Mr. Farmer told The Washington Times in an interview that the incident has sparked a debate about how the Internet's gatekeepers can handle a flood of Internet activity without infringing on constitutional rights.
On Monday, the Political Carnival blog broke the news using a screen grab of the "Should Obama be killed" poll, created by someone using Mr. Farmer's third-party Facebook application.
The poll listed four options: Yes. Maybe. No. If he cuts my health care.
Mr. Farmer said the answer was overwhelmingly "No," with 98 percent of the 731 people choosing that option before the poll was disabled.
The news caused a firestorm, as it came after a summer of angry protests that included signs featuring Mr. Obama as Adolf Hitler and after House Speaker Nancy Pelosi said she feared the political discourse had become so degraded it could lead to violence.
Even those who denounced the poll were worried that its reach was overblown.

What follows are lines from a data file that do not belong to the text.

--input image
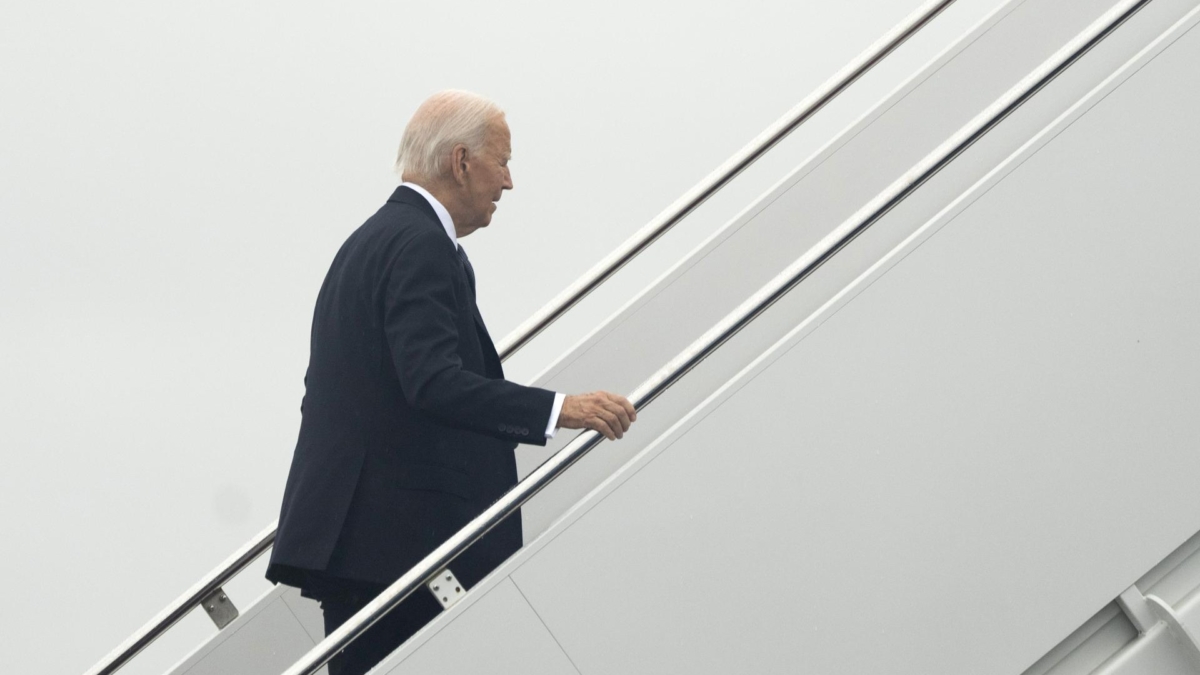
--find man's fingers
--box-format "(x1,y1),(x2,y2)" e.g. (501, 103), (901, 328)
(588, 417), (617, 441)
(605, 401), (630, 431)
(596, 410), (625, 440)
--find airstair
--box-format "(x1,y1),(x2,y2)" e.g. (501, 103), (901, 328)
(89, 0), (1200, 675)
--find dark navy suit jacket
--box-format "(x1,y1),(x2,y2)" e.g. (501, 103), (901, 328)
(266, 186), (554, 590)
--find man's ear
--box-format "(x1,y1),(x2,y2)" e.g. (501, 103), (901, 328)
(450, 143), (468, 185)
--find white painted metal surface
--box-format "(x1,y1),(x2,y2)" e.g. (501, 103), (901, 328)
(379, 5), (1200, 673)
(131, 0), (1194, 673)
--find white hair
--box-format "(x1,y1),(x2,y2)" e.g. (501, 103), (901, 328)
(396, 89), (504, 180)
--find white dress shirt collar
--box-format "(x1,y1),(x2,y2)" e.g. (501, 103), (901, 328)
(400, 181), (458, 251)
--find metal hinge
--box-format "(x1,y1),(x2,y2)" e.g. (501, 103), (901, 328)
(200, 586), (238, 631)
(426, 568), (467, 609)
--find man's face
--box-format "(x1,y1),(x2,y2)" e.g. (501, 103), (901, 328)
(463, 117), (512, 231)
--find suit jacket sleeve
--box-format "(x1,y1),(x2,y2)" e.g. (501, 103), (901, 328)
(384, 229), (554, 446)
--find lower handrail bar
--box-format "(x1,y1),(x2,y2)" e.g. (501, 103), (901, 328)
(283, 0), (1150, 675)
(84, 520), (280, 675)
(84, 0), (954, 675)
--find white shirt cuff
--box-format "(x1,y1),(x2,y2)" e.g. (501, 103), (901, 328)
(546, 393), (566, 438)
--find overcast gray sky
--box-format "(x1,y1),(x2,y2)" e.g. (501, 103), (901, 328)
(0, 0), (1001, 673)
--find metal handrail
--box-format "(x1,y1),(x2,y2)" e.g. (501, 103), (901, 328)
(499, 0), (954, 358)
(283, 0), (1150, 675)
(84, 0), (954, 675)
(84, 520), (280, 675)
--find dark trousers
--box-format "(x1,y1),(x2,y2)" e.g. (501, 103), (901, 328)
(320, 587), (442, 675)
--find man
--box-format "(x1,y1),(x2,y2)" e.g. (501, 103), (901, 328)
(266, 91), (637, 675)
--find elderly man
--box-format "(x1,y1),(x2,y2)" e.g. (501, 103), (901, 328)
(266, 91), (637, 675)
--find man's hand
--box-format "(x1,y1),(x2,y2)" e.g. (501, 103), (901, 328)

Ken, who blogs at PopeHat, said such Internet posts are "worthy of contempt" but are "not true threats." He said it's troublesome some are attempting to censor free speech.
Mr. Farmer's daily routine includes checking for offensive material among the sometimes 10,000 polls created daily using his application.
After looking at what's been flagged as offensive by some of the 300 million people on Facebook, Mr. Farmer uses his own judgment call to yank polls. He said many polls have either rude or crude language, and he disables those that target nonpublic figures.
The Secret Service did not respond to requests for comment.
Meanwhile, Facebook users took it into their own hands to create polls denouncing the original post and asking how Facebook should be punished - with a fine, by issuing an apology or instituting better safeguards.
Scott Rubin, a spokesman for YouTube, said the site takes any posts "inciting others to commit violent acts ... very seriously," with a permanent ban being a potential consequence. YouTube will hand over to authorities any content that may violate the site's guidelines.
The site also has a safety tool allowing users to flag "threatening comments" and round-the-clock staffers monitor and sometimes report those submissions to authorities.
Users can vote comments up or down and block offensive or objectionable language.
The White House has an open comments policy on its YouTube page, where user cherrybombz454 complained about Mr. Obama's policy toward Iran.
"Worst President Ever!" the user wrote.
Plenty of other Facebook polls are judging Mr. Obama, asking whether he's a "socialist," and more than 34,000 have voted in a poll asking whether Mr. Obama is "destroying our country." But most users said the assassination poll crossed the line.
"You do not make jokes about killing leaders you disagree with," Keith John Sampson of Indianapolis scolded Facebook users.
He said when he attended a protest of President George W. Bush in May 2003, he reported to Secret Service a threat another protester made against the president.
"I could not take the chance that the fool at the demonstration might not decide to take action on his own," he said. "No one detested President Bush more than me ... [b]ut I never wished him harm."
Mr. Farmer turned over to the Secret Service the poll creator's numerical identifier but still the internet was flooded with comments from critics who thought he was responsible for its content. He said he was relieved that the tech-savvy authorities understood that wasn't the case.
Mr. Farmer admitted he failed by not noticing the out-of-bounds poll until it had already become a news story.
"Now it's back to the drawing board and making it better," he said.